One of the main things I love about my job is the variety. Our projects are quite short (8 weeks to 6 months) and are all very different – and I learn something new from every project. At the moment I’m working on three projects, so what I do on a daily basis changes all the time.

I also really like the people I work with. Corda is has a very friendly team and everyone gets on well. The atmosphere in the office is relaxed and the team often socialise after work or at weekends.

What are the most challenging parts of your job?

When I have several projects on the go and deadlines coming up in quick succession it certainly requires an amount of careful planning to keep on top of everything. That said, I like to be busy so I do enjoy this aspect too.

It’s often the case with my job that the challenging bits are the most interesting, such as working with a client who doesn’t have a firm requirement. Helping someone to understand where their problems are and planning an approach to solve these with them can be technically challenging, but is always rewarding.

Which skills do you consider to be essential for your job?

You would need numeracy, logical thinking and computer literacy to do the technical work and excellent communication, interpretation and presentation skills to enthuse the customer. It’s important to make sure the customers get what they need, rather than what they think they need.

What stimulated your interest in maths, and when?

In school, I always liked that the answers to maths questions were right or wrong and not subjective, as in other subjects. I always found the logical thinking and problem-solving required appealing.

I now look into real-world problems with lots of soft, qualitative variables and “right or wrong” has been replaced by “good or better”, all based on the same logical principles.

What influenced your career choice?

At school we were told that a Maths degree allowed you to go into any career you wanted.
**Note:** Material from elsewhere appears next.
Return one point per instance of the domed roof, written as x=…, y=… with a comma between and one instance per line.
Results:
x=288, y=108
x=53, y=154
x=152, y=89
It turned out that this was true – as long as you wanted a career in finance or as a teacher. Neither of these appealed to me, so I went for one of the few careers where I could apply my mathematical background to areas I find interesting, such as people, training and aircraft.

Any advice you may have for other individuals considering your career path.

I recommend thoroughly researching your chosen career and getting work experience if you can. Several people I know have benefitted from their year in industry as it means they come in with some experience already.

I would also take opportunities to do presentations and to talk to people about what you’re studying and the real-world applications. If you can interest your friends, family and peers in your subject, the chances are you would be able to brief customers successfully too!

Your future career plans.

There are several options available. Within Corda, I have the option to specialise in consultancy, technical expertise, project management, business development or a mixture of these. I plan to take the consultancy route as I particularly enjoy the customer-focused part of my job.

In the future, I will gain experience in other parts of BAE Systems – this will allow me to understand other areas of the business and become a more fully rounded consultant. Although I have the option to take my skills externally, the rewarding working environment at BAE Systems makes it a good place to build my career.